Uno empieza a tener la sensación de que, igual que en su día no se dieron cuenta de las consecuencias que tenía lo que estaban haciendo, ahora no se dan cuenta del destrozo que provocan al minimizarlo, negarlo o excusarlo, como una y otra vez, y cada vez con menos donaire, menos ahínco y menos ingenio, es costumbre de nuestros responsables o ex responsables.

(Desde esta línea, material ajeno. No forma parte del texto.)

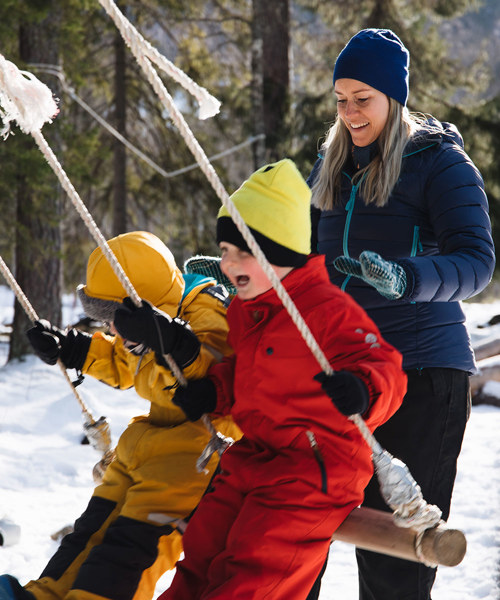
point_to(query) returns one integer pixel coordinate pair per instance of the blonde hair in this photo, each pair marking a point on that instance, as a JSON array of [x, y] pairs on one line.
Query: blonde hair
[[381, 174]]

Para decirlo con absoluta claridad: lo que una y otra vez se nos dice, a propósito de los reiterados casos de presunta o ya no tan presunta financiación ilegal de los partidos políticos que han ejercido funciones de gobierno, sólo sería admisible sobre una doble premisa tan fabulosa y escalofriante que es imposible comprarla. Por un lado, habría que admitir que a los puestos de tesorero de los partidos ha accedido una caterva tal de pícaros, pillos y pillastres, que sólo sería explicable si se los hubiera reclutado, deliberadamente, acudiendo para seleccionarlos a algún fichero de delincuentes. Por otro, quienes se beneficiaban de la financiación ilegal obtenida por esos tesoreros, siempre sin saberlo, demuestran una falta tan absoluta de conciencia de la correlación entre los gastos que necesita su actividad, y los ingresos de que pueden disponer de manera legítima, que los incapacita gravemente no ya para la gestión de los asuntos públicos, sino para administrar con solvencia un hogar cualquiera.

Que a la hora de convocar elecciones siga votándoles alguien, porque no encuentra mejor alternativa, no debería erigirse, para quienes se ven señalados por este repetido escándalo, en ese consuelo y esa convalidación de los que tanto se ufanan. El descaro y la inconsistencia siempre se acaban pagando y, si no es de una manera, será de otra. Puede que por ahora muchos de los que, conociéndolo o no, resultaron favorecidos por estas prácticas casi sistémicas de rapiña del erario no se hayan visto descabalgados de sus posiciones de privilegio, confort y seguridad relativa, que les permiten incluso creerse a resguardo de cualquier posible imputación, siempre exitosamente desviada a escalones inferiores. Pero lo que se juega es algo mucho más importante, cuya pérdida puede desembocar en catástrofe.

Lo que está en entredicho, en definitiva, es la propia credibilidad del sistema, que estas conductas temerarias e inmorales erosionan como ninguna otra. Que se financien ilegalmente los que hacen las leyes y se permiten imponerlas a los demás, que sea a través de la ilegalidad como se sufraguen y se desarrollen las campañas que conducen a formar las mismísimas cámaras en las que se realiza la función legislativa, es un sarcasmo que no puede salirle gratis a una sociedad que se tenga un mínimo de respeto a sí misma. Faltan dimisiones, sobran aspavientos y, sobre todo, sobran declaraciones y actitudes satisfechas.